AST SpaceMobile announced the successful deployment of the BlueBird 6 satellite into low Earth orbit. The company calls it the largest commercial communications antenna array ever deployed in LEO: the aperture area is approximately 223 m² (≈ 2400 ft²). According to the developers’ plan, such a space-based cellular repeater should provide 4G/5G connectivity directly to conventional, unmodified smartphones — including voice, data, and video.

A collage of images showing the deployed antennas of AST SpaceMobile’s BlueBird 1–5 series satellites demonstrates the evolution of orbital “cell towers” for direct communication with smartphones. Source: ast-science

AST SpaceMobile emphasizes that a large aperture is not just a giant antenna, but the key to stable signal reception/transmission with pocket devices and accurate beamforming. Narrower, more controllable beams reduce mutual interference, increase network capacity, and maintain more predictable service quality in specific coverage areas.
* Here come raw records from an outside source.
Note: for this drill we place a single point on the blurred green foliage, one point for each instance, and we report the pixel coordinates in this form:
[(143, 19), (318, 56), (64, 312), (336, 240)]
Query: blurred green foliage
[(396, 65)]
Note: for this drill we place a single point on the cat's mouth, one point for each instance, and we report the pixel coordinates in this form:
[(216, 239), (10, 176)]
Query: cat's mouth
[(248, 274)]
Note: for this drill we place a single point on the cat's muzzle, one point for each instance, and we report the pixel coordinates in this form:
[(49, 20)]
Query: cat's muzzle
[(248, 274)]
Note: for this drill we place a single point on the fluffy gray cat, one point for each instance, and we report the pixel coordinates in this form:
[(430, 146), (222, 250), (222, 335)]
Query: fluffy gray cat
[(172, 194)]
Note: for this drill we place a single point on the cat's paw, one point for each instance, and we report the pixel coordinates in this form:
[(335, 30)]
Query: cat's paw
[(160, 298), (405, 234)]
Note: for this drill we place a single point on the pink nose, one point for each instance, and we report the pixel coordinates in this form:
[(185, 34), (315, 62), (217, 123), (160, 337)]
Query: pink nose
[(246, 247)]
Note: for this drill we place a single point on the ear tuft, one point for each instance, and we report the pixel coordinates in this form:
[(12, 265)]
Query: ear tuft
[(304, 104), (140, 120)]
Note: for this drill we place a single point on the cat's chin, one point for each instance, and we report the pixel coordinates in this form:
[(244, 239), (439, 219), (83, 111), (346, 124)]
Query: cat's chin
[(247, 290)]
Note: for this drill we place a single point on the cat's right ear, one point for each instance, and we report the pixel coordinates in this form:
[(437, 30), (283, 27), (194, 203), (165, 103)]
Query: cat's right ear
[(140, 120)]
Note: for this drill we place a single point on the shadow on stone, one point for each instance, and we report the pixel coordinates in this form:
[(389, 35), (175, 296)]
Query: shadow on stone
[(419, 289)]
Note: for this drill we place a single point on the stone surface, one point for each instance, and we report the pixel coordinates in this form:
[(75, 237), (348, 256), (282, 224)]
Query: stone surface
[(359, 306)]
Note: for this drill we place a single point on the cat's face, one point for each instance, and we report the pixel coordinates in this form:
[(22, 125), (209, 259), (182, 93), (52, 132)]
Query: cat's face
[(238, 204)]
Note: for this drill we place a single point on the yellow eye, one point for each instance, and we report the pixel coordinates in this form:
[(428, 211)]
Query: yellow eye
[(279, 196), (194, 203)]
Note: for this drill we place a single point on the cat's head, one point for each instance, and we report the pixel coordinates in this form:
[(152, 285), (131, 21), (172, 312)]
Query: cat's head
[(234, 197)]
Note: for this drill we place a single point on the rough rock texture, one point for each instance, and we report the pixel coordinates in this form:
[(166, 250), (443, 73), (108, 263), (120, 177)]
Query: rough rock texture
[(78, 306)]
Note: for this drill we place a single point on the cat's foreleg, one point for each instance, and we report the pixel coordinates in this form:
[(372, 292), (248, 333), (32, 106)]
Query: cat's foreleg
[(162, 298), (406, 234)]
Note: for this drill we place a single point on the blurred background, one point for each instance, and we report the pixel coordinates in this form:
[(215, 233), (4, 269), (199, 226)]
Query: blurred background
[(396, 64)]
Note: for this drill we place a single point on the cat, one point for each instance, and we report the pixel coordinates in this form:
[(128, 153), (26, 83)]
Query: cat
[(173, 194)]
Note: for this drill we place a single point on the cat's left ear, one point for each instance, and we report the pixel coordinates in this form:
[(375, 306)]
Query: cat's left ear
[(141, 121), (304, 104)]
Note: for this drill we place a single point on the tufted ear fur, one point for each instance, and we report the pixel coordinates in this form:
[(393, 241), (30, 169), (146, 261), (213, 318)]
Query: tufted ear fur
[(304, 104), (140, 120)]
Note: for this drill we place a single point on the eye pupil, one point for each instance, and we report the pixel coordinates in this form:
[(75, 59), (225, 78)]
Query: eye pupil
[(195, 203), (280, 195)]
The company also states that BlueBird 6 is designed for peak speeds of up to 120 Mbps and should provide 10 times more bandwidth than the BlueBird 1–5 series satellites. The roadmap calls for 45–60 devices by the end of 2026, with launches every one to two months on average.
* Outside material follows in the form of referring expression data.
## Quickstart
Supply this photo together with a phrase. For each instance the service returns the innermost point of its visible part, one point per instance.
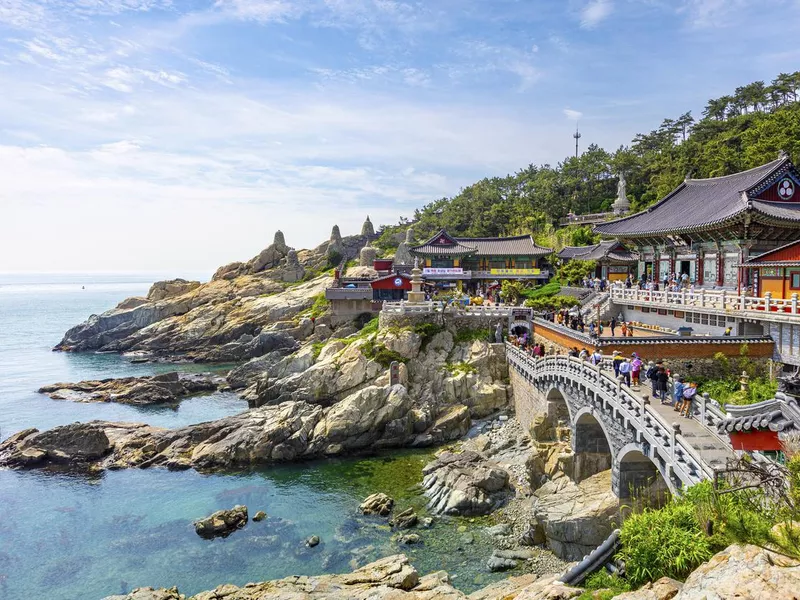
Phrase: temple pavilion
(706, 228)
(481, 261)
(614, 261)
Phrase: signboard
(771, 272)
(436, 271)
(515, 272)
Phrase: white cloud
(595, 12)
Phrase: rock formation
(367, 256)
(464, 484)
(367, 230)
(576, 517)
(157, 389)
(222, 523)
(402, 255)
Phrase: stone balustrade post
(703, 404)
(676, 431)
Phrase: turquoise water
(67, 537)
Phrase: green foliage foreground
(753, 504)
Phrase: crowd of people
(632, 370)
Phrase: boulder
(576, 518)
(377, 504)
(222, 523)
(465, 484)
(404, 520)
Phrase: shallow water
(66, 537)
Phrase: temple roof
(698, 204)
(782, 413)
(443, 244)
(610, 249)
(521, 245)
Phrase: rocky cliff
(246, 310)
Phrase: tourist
(625, 371)
(677, 392)
(636, 368)
(597, 357)
(652, 375)
(689, 393)
(662, 378)
(616, 360)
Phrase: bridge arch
(593, 450)
(639, 476)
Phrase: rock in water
(465, 484)
(405, 520)
(222, 523)
(377, 504)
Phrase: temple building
(776, 272)
(478, 262)
(706, 228)
(614, 261)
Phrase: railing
(716, 300)
(684, 460)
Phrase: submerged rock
(465, 484)
(222, 523)
(155, 389)
(377, 504)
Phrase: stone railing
(718, 301)
(633, 410)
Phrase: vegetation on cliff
(736, 132)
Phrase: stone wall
(530, 406)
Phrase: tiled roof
(521, 245)
(452, 248)
(610, 249)
(782, 413)
(699, 203)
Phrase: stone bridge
(613, 426)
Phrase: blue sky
(178, 136)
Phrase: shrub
(669, 542)
(462, 367)
(465, 336)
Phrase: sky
(172, 136)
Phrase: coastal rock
(156, 389)
(576, 518)
(377, 504)
(222, 523)
(744, 573)
(465, 484)
(73, 445)
(404, 520)
(161, 290)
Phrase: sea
(76, 536)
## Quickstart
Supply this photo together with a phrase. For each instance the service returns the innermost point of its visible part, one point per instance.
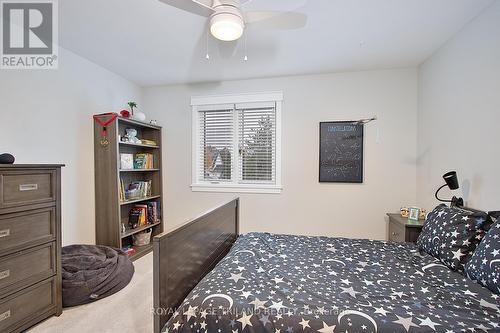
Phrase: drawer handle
(4, 274)
(5, 315)
(28, 187)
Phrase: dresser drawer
(396, 232)
(19, 309)
(27, 228)
(27, 267)
(20, 188)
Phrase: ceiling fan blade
(276, 19)
(198, 7)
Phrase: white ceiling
(151, 43)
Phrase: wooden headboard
(183, 256)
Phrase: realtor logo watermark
(29, 34)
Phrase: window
(236, 143)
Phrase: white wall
(305, 206)
(459, 115)
(46, 117)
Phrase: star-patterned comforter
(283, 283)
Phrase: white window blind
(236, 147)
(257, 143)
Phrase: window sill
(231, 188)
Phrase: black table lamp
(451, 180)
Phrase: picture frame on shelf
(414, 214)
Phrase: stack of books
(145, 214)
(135, 190)
(143, 161)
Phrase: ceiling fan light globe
(226, 27)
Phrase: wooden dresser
(403, 230)
(30, 245)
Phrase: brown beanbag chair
(92, 272)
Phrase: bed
(207, 279)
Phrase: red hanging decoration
(104, 124)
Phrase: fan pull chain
(245, 58)
(207, 56)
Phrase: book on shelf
(122, 191)
(126, 161)
(145, 214)
(143, 161)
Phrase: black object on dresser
(403, 230)
(30, 245)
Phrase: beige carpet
(128, 311)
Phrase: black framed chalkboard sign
(341, 152)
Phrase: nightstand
(403, 230)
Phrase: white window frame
(233, 187)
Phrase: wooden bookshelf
(111, 213)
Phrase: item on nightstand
(142, 238)
(125, 113)
(414, 214)
(7, 159)
(126, 161)
(451, 180)
(132, 136)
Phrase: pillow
(484, 266)
(451, 234)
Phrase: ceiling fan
(228, 19)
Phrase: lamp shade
(451, 180)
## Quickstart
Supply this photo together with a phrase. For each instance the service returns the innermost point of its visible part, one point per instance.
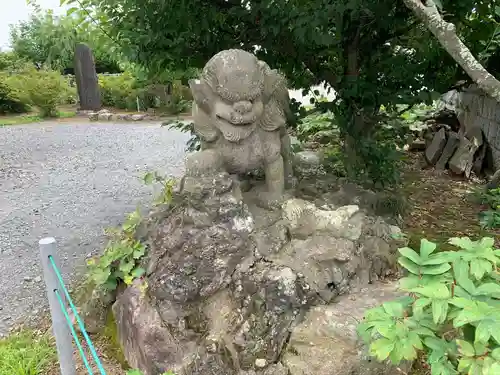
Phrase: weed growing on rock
(489, 219)
(26, 353)
(452, 313)
(120, 261)
(139, 372)
(167, 187)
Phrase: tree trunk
(446, 34)
(86, 78)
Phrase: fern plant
(452, 312)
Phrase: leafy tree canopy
(372, 52)
(49, 40)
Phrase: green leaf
(376, 313)
(463, 303)
(426, 248)
(408, 350)
(464, 364)
(410, 254)
(396, 355)
(440, 258)
(435, 270)
(139, 252)
(409, 265)
(439, 311)
(439, 4)
(111, 284)
(488, 289)
(435, 291)
(481, 348)
(462, 242)
(487, 242)
(100, 276)
(419, 306)
(461, 272)
(466, 348)
(409, 282)
(126, 266)
(381, 348)
(482, 333)
(480, 267)
(467, 316)
(415, 340)
(495, 353)
(436, 344)
(138, 272)
(149, 178)
(494, 369)
(72, 10)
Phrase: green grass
(26, 353)
(31, 118)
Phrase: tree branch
(445, 33)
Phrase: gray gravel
(70, 181)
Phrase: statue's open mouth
(238, 120)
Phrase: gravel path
(70, 181)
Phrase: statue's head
(232, 92)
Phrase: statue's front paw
(203, 162)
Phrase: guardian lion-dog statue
(240, 111)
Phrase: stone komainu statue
(240, 110)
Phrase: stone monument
(233, 288)
(240, 111)
(86, 79)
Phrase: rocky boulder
(230, 287)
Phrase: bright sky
(18, 10)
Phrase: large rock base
(233, 289)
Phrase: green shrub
(452, 313)
(118, 91)
(43, 89)
(9, 102)
(489, 219)
(316, 122)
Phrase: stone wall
(475, 108)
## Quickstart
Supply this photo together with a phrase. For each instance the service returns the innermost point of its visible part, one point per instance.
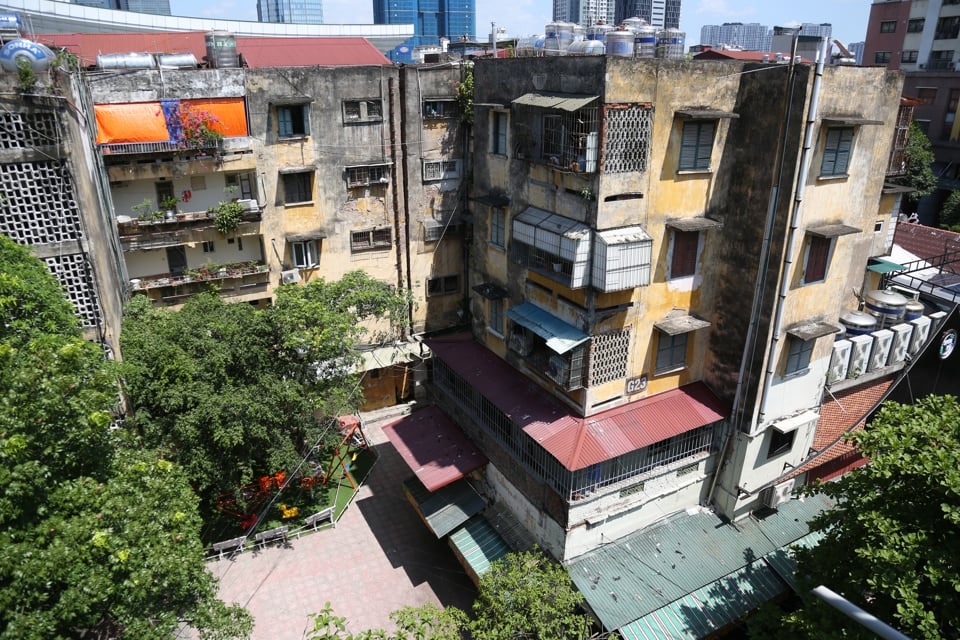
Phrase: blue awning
(560, 336)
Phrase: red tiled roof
(845, 412)
(925, 242)
(574, 441)
(257, 51)
(434, 448)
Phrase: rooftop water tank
(126, 61)
(221, 49)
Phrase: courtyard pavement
(379, 558)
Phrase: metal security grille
(72, 270)
(37, 203)
(609, 357)
(27, 130)
(627, 132)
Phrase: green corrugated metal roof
(660, 564)
(447, 508)
(479, 544)
(709, 608)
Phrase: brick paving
(379, 558)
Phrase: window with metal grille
(371, 240)
(292, 120)
(817, 258)
(498, 133)
(570, 141)
(495, 316)
(609, 356)
(627, 132)
(298, 187)
(362, 111)
(498, 224)
(305, 254)
(364, 175)
(836, 151)
(440, 170)
(671, 351)
(443, 285)
(683, 259)
(798, 355)
(440, 109)
(696, 145)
The deployed BlueBird 6 satellite antenna against the backdrop of the Earth’s edge is the largest commercial communications array in low Earth orbit. Source: businesswire

How does it work? BlueBird 6 operates like a space base station: in orbit, the satellite deploys a giant phased array antenna that forms controllable narrow beams to specific areas on Earth. Thanks to its large aperture, the antenna picks up very weak signals from a standard smartphone (which does not have a powerful transmitter or directional antenna) and at the same time can more accurately illuminate the subscriber from orbit, improving the energy balance of the communication line. The satellite then routes the traffic either directly to the operator’s network via ground gateways or through other infrastructure elements, coordinating frequencies, time slots, and channel resources to minimize interference and support 4G/5G services (voice/data) without a dedicated terminal.
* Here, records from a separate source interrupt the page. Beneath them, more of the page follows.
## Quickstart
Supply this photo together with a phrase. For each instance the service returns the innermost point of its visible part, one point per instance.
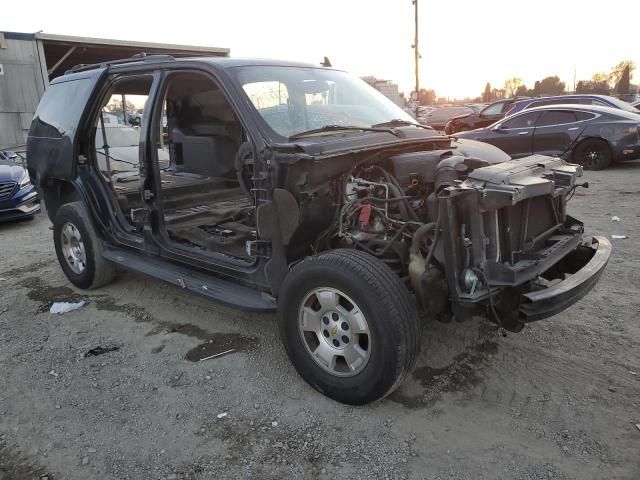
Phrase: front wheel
(349, 326)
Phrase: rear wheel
(592, 154)
(349, 326)
(79, 249)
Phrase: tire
(592, 154)
(79, 249)
(386, 348)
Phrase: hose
(496, 318)
(419, 236)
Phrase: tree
(623, 84)
(426, 97)
(487, 93)
(600, 78)
(549, 86)
(511, 86)
(498, 93)
(618, 70)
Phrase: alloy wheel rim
(334, 331)
(73, 248)
(592, 156)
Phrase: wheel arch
(55, 193)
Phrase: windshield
(292, 100)
(118, 136)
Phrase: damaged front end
(509, 247)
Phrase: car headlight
(26, 181)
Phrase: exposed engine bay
(463, 233)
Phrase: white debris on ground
(64, 307)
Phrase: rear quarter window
(60, 109)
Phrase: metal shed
(28, 61)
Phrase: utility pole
(416, 54)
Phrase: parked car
(18, 196)
(598, 100)
(480, 118)
(587, 135)
(439, 117)
(301, 188)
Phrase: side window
(556, 117)
(117, 135)
(60, 108)
(201, 133)
(525, 120)
(494, 109)
(583, 116)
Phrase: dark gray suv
(270, 185)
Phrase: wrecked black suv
(271, 185)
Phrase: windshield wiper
(398, 122)
(331, 128)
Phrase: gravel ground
(558, 401)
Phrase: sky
(464, 44)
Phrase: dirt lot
(558, 401)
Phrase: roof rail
(138, 57)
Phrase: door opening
(207, 204)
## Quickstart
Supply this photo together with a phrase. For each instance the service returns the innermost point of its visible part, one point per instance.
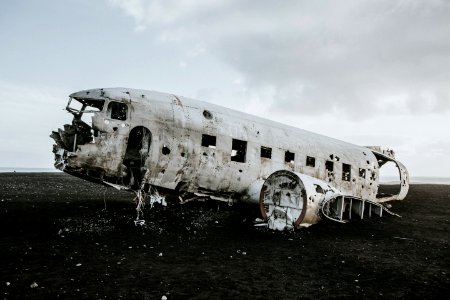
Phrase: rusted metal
(142, 140)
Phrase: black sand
(55, 233)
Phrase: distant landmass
(28, 170)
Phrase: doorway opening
(137, 152)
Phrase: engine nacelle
(291, 200)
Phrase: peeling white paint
(144, 140)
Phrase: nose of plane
(92, 94)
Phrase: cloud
(354, 57)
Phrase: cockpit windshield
(80, 106)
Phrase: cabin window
(362, 173)
(266, 152)
(289, 157)
(310, 161)
(238, 151)
(208, 141)
(346, 172)
(329, 166)
(117, 110)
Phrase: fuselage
(184, 145)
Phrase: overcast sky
(367, 72)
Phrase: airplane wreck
(154, 143)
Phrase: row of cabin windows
(239, 149)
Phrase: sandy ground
(58, 240)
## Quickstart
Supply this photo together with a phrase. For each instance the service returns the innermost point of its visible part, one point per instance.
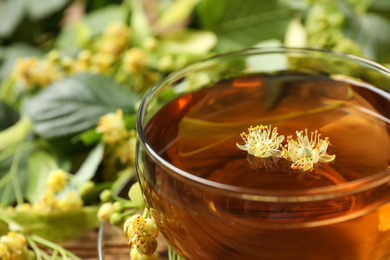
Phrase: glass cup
(207, 219)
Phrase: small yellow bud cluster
(12, 246)
(117, 137)
(112, 56)
(142, 233)
(105, 211)
(34, 72)
(51, 201)
(56, 180)
(135, 255)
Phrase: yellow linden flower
(70, 202)
(304, 153)
(135, 255)
(57, 180)
(47, 203)
(112, 127)
(262, 142)
(142, 234)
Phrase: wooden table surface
(114, 245)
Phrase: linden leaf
(188, 41)
(40, 164)
(55, 226)
(75, 104)
(240, 24)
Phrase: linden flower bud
(57, 180)
(101, 62)
(135, 255)
(105, 211)
(105, 195)
(86, 188)
(262, 142)
(23, 70)
(71, 202)
(12, 245)
(134, 61)
(304, 153)
(142, 234)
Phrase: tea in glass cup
(274, 153)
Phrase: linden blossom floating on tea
(262, 143)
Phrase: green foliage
(75, 104)
(8, 115)
(40, 164)
(11, 15)
(89, 168)
(13, 178)
(56, 226)
(241, 24)
(93, 24)
(366, 30)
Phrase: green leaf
(96, 21)
(40, 164)
(56, 226)
(89, 137)
(90, 165)
(8, 116)
(15, 133)
(39, 9)
(189, 42)
(367, 31)
(13, 178)
(11, 15)
(176, 13)
(241, 24)
(139, 24)
(75, 104)
(12, 52)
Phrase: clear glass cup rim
(309, 194)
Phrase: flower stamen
(262, 141)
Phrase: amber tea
(286, 212)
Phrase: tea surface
(198, 132)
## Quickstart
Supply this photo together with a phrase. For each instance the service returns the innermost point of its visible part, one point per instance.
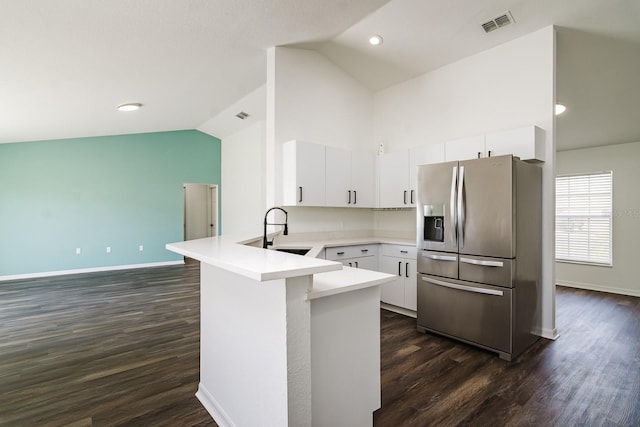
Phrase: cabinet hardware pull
(464, 288)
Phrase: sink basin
(296, 251)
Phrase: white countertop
(346, 280)
(330, 277)
(316, 246)
(256, 263)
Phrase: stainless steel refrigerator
(479, 233)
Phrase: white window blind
(584, 218)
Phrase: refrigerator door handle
(440, 257)
(452, 206)
(464, 288)
(461, 209)
(482, 263)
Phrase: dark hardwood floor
(590, 376)
(121, 348)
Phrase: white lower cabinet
(357, 256)
(400, 261)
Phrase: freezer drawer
(474, 313)
(441, 264)
(492, 271)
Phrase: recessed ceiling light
(131, 106)
(375, 40)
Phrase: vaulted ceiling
(66, 65)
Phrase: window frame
(610, 216)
Why is this important? Global direct satellite-cellular communication can become the data infrastructure for remote scientific sites: high-altitude observatories, radio telescope stations, Antarctic bases, mobile expeditions, and autonomous sensor networks. Stable data and telemetry transmission channels simplify remote equipment control, fast delivery of large observation arrays, and communication backup where ground networks are weak or non-existent.